Wirklichkeit und Wahn
Kürzlich ist postum der dritte Band von Günther Rühles «Theater in Deutschland» erschienen. Wie in den vorangehenden Bänden fordert der renommierte Kritiker und Intendant in seiner Theatergeschichte, dass in Inszenierungen die Gegenwart für den Zuschauer spürbar sein müsse; ohne Zeitbezug verlöre das Theater Relevanz. Dass das einem heiklen Balanceakt gleicht, ist täglich in deutschen Schauspielund Opernhäusern zu erleben. Allein, um aktuell zu sein, genügt es nicht, den Text, eine Partitur mit Gegenwartschiffren zu illustrieren. Die Folie des Politischen ist ästhetisch rissig.

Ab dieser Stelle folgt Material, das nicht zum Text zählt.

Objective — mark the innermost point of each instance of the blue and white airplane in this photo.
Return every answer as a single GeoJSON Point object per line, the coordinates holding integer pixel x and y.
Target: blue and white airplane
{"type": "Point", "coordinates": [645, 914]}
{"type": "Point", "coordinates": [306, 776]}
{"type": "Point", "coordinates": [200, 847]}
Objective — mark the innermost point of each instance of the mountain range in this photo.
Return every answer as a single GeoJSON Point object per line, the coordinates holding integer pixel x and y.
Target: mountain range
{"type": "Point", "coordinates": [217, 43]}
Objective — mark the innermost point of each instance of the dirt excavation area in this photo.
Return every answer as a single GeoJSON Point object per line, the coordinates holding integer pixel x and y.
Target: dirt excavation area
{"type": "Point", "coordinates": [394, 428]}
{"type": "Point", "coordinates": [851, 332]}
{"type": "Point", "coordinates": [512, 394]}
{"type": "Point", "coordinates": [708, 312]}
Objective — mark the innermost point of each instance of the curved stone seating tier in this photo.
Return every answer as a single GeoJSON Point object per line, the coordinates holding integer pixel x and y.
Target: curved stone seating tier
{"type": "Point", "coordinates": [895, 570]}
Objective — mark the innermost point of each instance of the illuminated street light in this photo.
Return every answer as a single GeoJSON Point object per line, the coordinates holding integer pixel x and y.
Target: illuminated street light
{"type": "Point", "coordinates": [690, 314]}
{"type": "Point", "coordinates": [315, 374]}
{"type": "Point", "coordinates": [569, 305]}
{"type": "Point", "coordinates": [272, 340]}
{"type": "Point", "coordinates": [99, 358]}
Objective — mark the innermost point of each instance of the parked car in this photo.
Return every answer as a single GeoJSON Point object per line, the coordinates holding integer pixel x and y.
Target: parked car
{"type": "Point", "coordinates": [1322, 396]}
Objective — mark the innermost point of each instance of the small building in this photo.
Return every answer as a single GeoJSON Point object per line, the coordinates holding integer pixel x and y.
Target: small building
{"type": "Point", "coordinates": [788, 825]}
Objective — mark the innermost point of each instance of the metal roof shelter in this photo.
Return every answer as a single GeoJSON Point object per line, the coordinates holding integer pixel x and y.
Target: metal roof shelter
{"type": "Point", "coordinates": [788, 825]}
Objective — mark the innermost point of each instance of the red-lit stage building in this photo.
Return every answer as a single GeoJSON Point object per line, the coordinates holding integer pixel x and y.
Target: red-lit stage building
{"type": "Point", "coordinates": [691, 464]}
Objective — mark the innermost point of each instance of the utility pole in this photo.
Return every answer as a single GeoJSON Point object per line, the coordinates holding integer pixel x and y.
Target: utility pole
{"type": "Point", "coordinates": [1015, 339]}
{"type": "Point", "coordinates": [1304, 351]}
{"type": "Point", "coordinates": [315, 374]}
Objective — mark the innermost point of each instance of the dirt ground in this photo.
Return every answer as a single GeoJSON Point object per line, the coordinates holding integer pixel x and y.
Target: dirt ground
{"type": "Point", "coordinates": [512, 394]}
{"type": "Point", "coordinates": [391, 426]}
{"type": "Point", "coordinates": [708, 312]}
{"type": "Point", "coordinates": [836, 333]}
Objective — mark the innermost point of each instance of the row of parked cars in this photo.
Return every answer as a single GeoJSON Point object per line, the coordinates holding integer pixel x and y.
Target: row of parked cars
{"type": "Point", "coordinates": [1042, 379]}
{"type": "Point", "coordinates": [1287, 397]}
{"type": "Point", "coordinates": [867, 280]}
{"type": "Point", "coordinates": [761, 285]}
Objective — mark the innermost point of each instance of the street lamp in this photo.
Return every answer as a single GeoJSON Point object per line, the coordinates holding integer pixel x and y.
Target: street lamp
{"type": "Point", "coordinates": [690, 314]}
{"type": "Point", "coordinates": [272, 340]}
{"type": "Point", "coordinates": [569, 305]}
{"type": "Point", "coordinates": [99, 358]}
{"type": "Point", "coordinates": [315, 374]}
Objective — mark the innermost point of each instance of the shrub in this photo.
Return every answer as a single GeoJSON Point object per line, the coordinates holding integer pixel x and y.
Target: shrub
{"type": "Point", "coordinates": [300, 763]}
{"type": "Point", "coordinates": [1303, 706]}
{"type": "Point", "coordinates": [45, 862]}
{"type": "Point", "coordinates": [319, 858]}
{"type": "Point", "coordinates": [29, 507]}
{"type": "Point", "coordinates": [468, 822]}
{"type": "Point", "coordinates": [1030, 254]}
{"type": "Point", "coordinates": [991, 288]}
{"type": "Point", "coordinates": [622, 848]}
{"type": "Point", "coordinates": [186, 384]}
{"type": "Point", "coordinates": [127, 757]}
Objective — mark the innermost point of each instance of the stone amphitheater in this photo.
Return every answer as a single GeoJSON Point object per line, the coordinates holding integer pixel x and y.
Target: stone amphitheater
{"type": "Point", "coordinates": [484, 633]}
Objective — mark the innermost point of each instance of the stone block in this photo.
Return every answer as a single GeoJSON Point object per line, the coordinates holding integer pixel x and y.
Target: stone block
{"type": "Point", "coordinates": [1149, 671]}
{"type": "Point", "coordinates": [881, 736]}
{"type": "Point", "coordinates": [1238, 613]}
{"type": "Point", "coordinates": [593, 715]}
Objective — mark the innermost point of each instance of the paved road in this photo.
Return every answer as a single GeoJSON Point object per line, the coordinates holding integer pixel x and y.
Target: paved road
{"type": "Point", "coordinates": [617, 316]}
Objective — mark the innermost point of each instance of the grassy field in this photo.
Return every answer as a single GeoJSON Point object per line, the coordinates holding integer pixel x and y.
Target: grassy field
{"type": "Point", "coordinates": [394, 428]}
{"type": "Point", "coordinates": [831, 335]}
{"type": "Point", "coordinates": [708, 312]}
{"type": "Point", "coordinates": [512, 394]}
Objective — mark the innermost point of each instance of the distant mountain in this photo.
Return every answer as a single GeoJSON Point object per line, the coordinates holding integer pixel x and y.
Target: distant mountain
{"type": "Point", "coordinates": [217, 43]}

In dieser Hinsicht verzichtete die Neuproduktion von Mussorgskys Oper «Boris Godunow» an der Mailänder Scala auf naheliegende Anspielungen an das zerbrochene Verhältnis von Europa und Russland nach dessen Angriff auf die Ukraine. Derart unsensibel gegenüber den Zeitläuften hätte Kasper Holtens Inszenierung andererseits nicht ausfallen müssen. Der Krieg spielte kurz vor der Premiere immerhin realpolitisch eine Rolle. Andrej Kartysch, der ukrainische Konsul in Mailand, warf dem Scala-Intendanten Dominique Meyer vor, mit der Aufführung russische Propaganda zu betreiben, und forderte die Absetzung des Werks. In ...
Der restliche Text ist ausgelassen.